Tuesday Jan 09, 2007

Privilege (Set Me Free)

One of the perhaps lessor known features of Solaris Containers or Zones is that applications running inside these virtualized environments execute with less privileges than applications executing outside the container. This is enforced through the Solaris Privileges framework which was also introduced in the Solaris 10 release.

When comparing virtualization solutions, typically OS level virtualization mechanisms like Zones or FreeBSD Jails are thought to provide less security than mechanisms where a machine architecture is virtualized, such as with the family of products from VMware or with paravirtualization mechanisms such as Xen, in which the guest OS is ported to the virtualized machine architecture. One reason for that is there is usually weaker separation between virtualized OS environments since at several levels in the kernel there is some sharing of data structures and code paths.

However in some cases, OS level virtualization provides an advantage for certain aspects of security. For example, with Solaris Containers the privilege mechanism in the kernel enforces limitations on the types of operations an application can perform. Consider the case of the ability to create or "plumb" a software networking interface using ifconfig(1M) or set an IP address on that interface. In some situations, one wants to allow such operations inside a virtualized environment because a particular application requires the ability to change an existing IP address or to toggle an interface up or down. The ramification of this, however, is that a malicious or naive user inside the environment might change their IP address to something not expected with the results ranging from disruption in the network topology to the potential of spoofing another machine on the network. In addition, most applications do not actually require the ability to change their environment's IP address or create new network interfaces or even know the name of the interface in their environment. Rather, they typically want one or more IPv4 or IPv6 addresses which they can bind(3SOCKET) to.

In the case of Solaris Containers, the privilege to set the IP address of an interface is not given to any applications running inside a container and there is no way for an application to escalate or grow the set of privileges from those they started out with. The end result, in this example, is that the root password or super-user privileges can be given to a user inside a container but they will be unable to manipulate or affect the topology of the network or impersonate another machine and potentially gain access to its network traffic.1

Until recently, the set of privileges a container's applications were limited to was fixed. However starting with both Solaris Express 5/06 and Solaris 10 11/06, the global zone administrator can change this set of privileges. What this means from a practical point of view is that containers can become more capable by adding some of the privileges that are not usually present. An example here might be the ability to run DTrace from within the container2. Dan provided an excellent writeup on the details for doing so here.

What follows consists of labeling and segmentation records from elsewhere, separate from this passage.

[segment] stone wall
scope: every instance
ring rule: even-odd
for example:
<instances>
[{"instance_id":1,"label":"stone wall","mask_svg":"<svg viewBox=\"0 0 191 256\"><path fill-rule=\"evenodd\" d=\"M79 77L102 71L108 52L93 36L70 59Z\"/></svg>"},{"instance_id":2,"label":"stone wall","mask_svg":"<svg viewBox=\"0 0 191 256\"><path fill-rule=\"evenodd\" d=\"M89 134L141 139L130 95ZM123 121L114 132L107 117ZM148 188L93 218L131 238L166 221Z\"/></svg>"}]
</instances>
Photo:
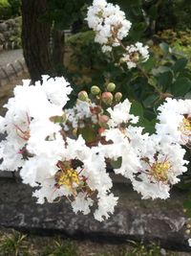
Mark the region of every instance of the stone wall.
<instances>
[{"instance_id":1,"label":"stone wall","mask_svg":"<svg viewBox=\"0 0 191 256\"><path fill-rule=\"evenodd\" d=\"M21 17L0 21L0 51L21 48Z\"/></svg>"}]
</instances>

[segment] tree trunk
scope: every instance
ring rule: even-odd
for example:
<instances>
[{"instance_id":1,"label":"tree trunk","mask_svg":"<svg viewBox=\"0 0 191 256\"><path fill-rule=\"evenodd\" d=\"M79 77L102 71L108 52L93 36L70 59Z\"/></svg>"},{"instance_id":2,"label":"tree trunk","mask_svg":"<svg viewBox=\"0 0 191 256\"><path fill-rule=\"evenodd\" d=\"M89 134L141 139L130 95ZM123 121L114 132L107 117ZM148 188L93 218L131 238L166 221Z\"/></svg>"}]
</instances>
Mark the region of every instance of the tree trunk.
<instances>
[{"instance_id":1,"label":"tree trunk","mask_svg":"<svg viewBox=\"0 0 191 256\"><path fill-rule=\"evenodd\" d=\"M47 0L22 0L22 44L32 82L52 71L50 33L52 25L40 21Z\"/></svg>"}]
</instances>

As another example, by adding some additional privileges to the container's default privilege set, a Network Time Protocol (NTP) server can be deployed in the container which is preferable from a security point of view, especially for a server that might be facing a hostile Internet. In order to configure the container appropriately, the list of privileges that it requires needs to be known. Solaris 10 currently ships with the 3-5.93e version of xntpd(1M), which is the daemon that implements the NTP server capability. This particularly daemon actually can take advantages of three privileges that are not normally present within a container. The first, perhaps obviously, is the privilege to change the system clock - sys_time. With the addition of this privilege, xntpd will be able to successfully set the system clock when it needs to.

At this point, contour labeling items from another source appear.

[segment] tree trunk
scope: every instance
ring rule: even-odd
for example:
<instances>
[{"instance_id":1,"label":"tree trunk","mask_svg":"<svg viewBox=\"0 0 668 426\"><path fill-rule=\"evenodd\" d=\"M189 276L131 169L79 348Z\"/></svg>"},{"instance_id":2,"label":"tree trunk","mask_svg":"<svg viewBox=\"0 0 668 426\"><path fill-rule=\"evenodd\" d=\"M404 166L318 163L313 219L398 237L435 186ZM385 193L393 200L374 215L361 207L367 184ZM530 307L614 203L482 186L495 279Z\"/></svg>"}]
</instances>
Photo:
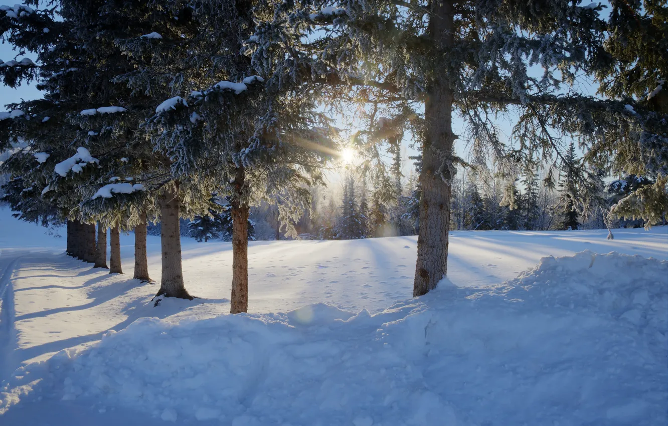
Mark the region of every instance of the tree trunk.
<instances>
[{"instance_id":1,"label":"tree trunk","mask_svg":"<svg viewBox=\"0 0 668 426\"><path fill-rule=\"evenodd\" d=\"M74 222L67 220L67 245L65 252L67 256L74 256Z\"/></svg>"},{"instance_id":2,"label":"tree trunk","mask_svg":"<svg viewBox=\"0 0 668 426\"><path fill-rule=\"evenodd\" d=\"M146 258L146 214L139 216L140 223L134 227L134 276L142 281L150 281L148 260Z\"/></svg>"},{"instance_id":3,"label":"tree trunk","mask_svg":"<svg viewBox=\"0 0 668 426\"><path fill-rule=\"evenodd\" d=\"M236 169L233 183L232 204L232 298L230 312L248 310L248 206L242 202L246 173Z\"/></svg>"},{"instance_id":4,"label":"tree trunk","mask_svg":"<svg viewBox=\"0 0 668 426\"><path fill-rule=\"evenodd\" d=\"M181 267L181 234L179 229L178 184L167 188L160 197L160 246L162 276L156 296L192 300L183 284Z\"/></svg>"},{"instance_id":5,"label":"tree trunk","mask_svg":"<svg viewBox=\"0 0 668 426\"><path fill-rule=\"evenodd\" d=\"M102 222L98 223L98 247L93 267L109 269L107 266L107 227Z\"/></svg>"},{"instance_id":6,"label":"tree trunk","mask_svg":"<svg viewBox=\"0 0 668 426\"><path fill-rule=\"evenodd\" d=\"M429 33L443 51L454 44L452 1L432 2ZM426 129L422 146L420 182L420 228L418 262L413 296L436 287L448 272L448 231L450 223L450 184L454 177L452 146L453 93L446 67L436 63L436 76L428 89L425 102Z\"/></svg>"},{"instance_id":7,"label":"tree trunk","mask_svg":"<svg viewBox=\"0 0 668 426\"><path fill-rule=\"evenodd\" d=\"M112 238L110 238L112 245L112 257L110 261L110 274L122 274L123 268L121 268L121 234L118 231L118 225L112 228Z\"/></svg>"},{"instance_id":8,"label":"tree trunk","mask_svg":"<svg viewBox=\"0 0 668 426\"><path fill-rule=\"evenodd\" d=\"M72 222L72 256L79 260L84 260L84 224L78 220Z\"/></svg>"},{"instance_id":9,"label":"tree trunk","mask_svg":"<svg viewBox=\"0 0 668 426\"><path fill-rule=\"evenodd\" d=\"M84 224L84 260L95 263L96 255L95 224Z\"/></svg>"}]
</instances>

However it also turns out that the daemon tries to both lock down its memory pages and also run in the real-time scheduling class. It does this so that the daemon can maintain accurate time particularly in the face of other system activity. These two operations are also covered by unique privileges - proc_lock_memory and proc_priocntl.

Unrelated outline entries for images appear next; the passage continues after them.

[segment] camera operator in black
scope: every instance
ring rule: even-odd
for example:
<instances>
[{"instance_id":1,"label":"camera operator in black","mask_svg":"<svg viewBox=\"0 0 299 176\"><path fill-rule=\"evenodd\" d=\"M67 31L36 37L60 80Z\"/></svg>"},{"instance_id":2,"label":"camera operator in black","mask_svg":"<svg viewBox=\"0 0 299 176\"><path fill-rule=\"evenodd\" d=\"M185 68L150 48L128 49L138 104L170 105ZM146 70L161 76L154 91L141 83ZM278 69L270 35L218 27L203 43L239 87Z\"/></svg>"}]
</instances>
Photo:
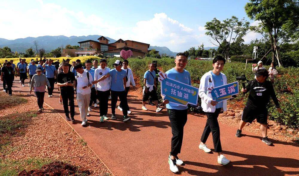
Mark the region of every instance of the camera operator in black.
<instances>
[{"instance_id":1,"label":"camera operator in black","mask_svg":"<svg viewBox=\"0 0 299 176\"><path fill-rule=\"evenodd\" d=\"M270 100L270 96L277 111L280 113L282 111L280 107L272 84L266 80L269 75L268 71L266 69L260 69L254 75L256 78L249 81L245 89L242 88L242 92L245 93L249 92L249 95L236 136L240 137L242 129L246 122L251 123L256 118L257 122L261 124L262 141L267 145L271 145L272 143L269 141L267 136L268 111L266 106Z\"/></svg>"}]
</instances>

Tying these privileges3 together, we can take an existing container and configure it to be a NTP server. In this example, Sun's internal network routes IP multicast and so I will leverage that to connect to the network's NTP servers listening on the standard multicast address of for NTP: For example, consider this update to the configuration of the zone myzone:
        global# zonecfg -z myzone
        zonecfg:myzone> set limitpriv=default,proc_lock_memory,proc_priocntl,sys_time
        zonecfg:myzone> commit
        zonecfg:myzone> exit
        global# zoneadm -z myzone boot

Then from within the newly booted container, I will set up the configuration of the server itself and start the service:

        myzone# cp -p /etc/inet/ntp.client /etc/inet/ntp.conf
        myzone# svcadm enable network/ntp

The property that was set in the container's configuration, limitpriv, consists of a list of privileges similar to the form expected by user_attr(4) and priv_str_to_set(3C). In this particular example, the container's privilege set is limited to the standard default set of privileges plus the three additional privileges required by the NTP server.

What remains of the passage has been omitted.